File:James-George Frazer.png

Sir James George Frazer (January 1, 1854, Glasgow, ScotlandMay 7, 1941), was a Scottish social anthropologist influential in the early stages of the modern studies of mythology and comparative religion.

Biography

He studied at the University of Glasgow and Trinity College, Cambridge, where he graduated with honors in Classics (his dissertation would be published years later as The Growth of Plato's Ideal Theory) and remained a Classics Fellow all his life. He went on from Trinity to study law at the Middle Temple and yet never practised. He was four times elected to Trinity's Title Alpha Fellowship, and was associated with the college for most of his life, except for a year, 1907-1908, spent at the University of Liverpool. He was knighted in 1914. He was, if not blind, then severely visually impaired from 1930 on.

The study of myth and religion became his areas of expertise. Except for Italy and Greece, Frazer was not widely travelled. His prime sources of data were ancient histories and questionnaires mailed to missionaries and Imperial officials all over the globe. Frazer's interest in social anthropology was aroused by reading E. B. Tylor's Primitive Culture (1871) and encouraged by his friend, the biblical scholar William Robertson Smith, who was linking the Old Testament with early Hebrew folklore.
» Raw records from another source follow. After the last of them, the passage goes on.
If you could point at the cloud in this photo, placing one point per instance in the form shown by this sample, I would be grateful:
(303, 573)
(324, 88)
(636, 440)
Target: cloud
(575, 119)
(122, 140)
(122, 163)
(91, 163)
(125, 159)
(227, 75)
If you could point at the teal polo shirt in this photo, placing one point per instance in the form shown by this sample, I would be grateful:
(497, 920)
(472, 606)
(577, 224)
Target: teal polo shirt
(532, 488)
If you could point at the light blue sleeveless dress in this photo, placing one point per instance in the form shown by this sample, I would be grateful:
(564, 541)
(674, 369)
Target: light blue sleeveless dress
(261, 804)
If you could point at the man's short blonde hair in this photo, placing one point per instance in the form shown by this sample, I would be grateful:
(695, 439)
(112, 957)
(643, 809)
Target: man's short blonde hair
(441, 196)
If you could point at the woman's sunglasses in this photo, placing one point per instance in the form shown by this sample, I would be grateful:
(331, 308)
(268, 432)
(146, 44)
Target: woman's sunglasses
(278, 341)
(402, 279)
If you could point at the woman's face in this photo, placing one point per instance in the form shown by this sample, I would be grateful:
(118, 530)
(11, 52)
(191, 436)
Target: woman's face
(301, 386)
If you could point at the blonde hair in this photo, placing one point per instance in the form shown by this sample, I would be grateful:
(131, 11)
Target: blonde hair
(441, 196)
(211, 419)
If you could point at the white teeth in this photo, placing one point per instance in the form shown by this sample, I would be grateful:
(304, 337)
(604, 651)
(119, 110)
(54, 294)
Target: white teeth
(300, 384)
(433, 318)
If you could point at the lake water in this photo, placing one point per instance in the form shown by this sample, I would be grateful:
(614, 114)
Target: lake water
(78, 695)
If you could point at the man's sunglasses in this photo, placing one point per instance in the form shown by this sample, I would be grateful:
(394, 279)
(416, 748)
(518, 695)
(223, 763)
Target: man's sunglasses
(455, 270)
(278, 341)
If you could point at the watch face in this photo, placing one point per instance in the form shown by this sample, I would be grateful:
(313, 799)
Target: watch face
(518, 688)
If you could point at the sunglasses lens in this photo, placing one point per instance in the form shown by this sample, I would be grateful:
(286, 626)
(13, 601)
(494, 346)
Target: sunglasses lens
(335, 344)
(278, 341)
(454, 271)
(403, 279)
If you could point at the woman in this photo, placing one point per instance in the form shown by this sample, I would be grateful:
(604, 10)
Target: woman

Frazer was far from being the first to study religions dispassionately, as a cultural phenomenon rather than from within theology. He was though the first to detail the relations between myths and rituals. His theories of totemism were superseded by Claude Lévi-Strauss and his vision of the annual sacrifice of the Year King has not been borne out by field studies. His generation's choice of Darwinian evolution as a social paradigm, interpreted by Frazer as three rising stages of human progress -- magic giving rise to religion, then culminating in science -- has not proved valid. Yet The Golden Bough, his study of ancient cults, rites, and myths, including their parallels with early Christianity, arguably his greatest work, is still rifled by modern mythographers for its detailed information. Notably, The Golden Bough influenced René Girard; and led him to study anthropology to develop his mimesis theory of the scapegoat. The work's influence spilled well over the conventional bounds of academia, however; the symbolic cycle of life, death and rebirth which Frazer divined behind myths of all pedigrees captivated a whole generation of artists and poets. Perhaps the most notable product of this fascination is T. S. Eliot's The Waste Land.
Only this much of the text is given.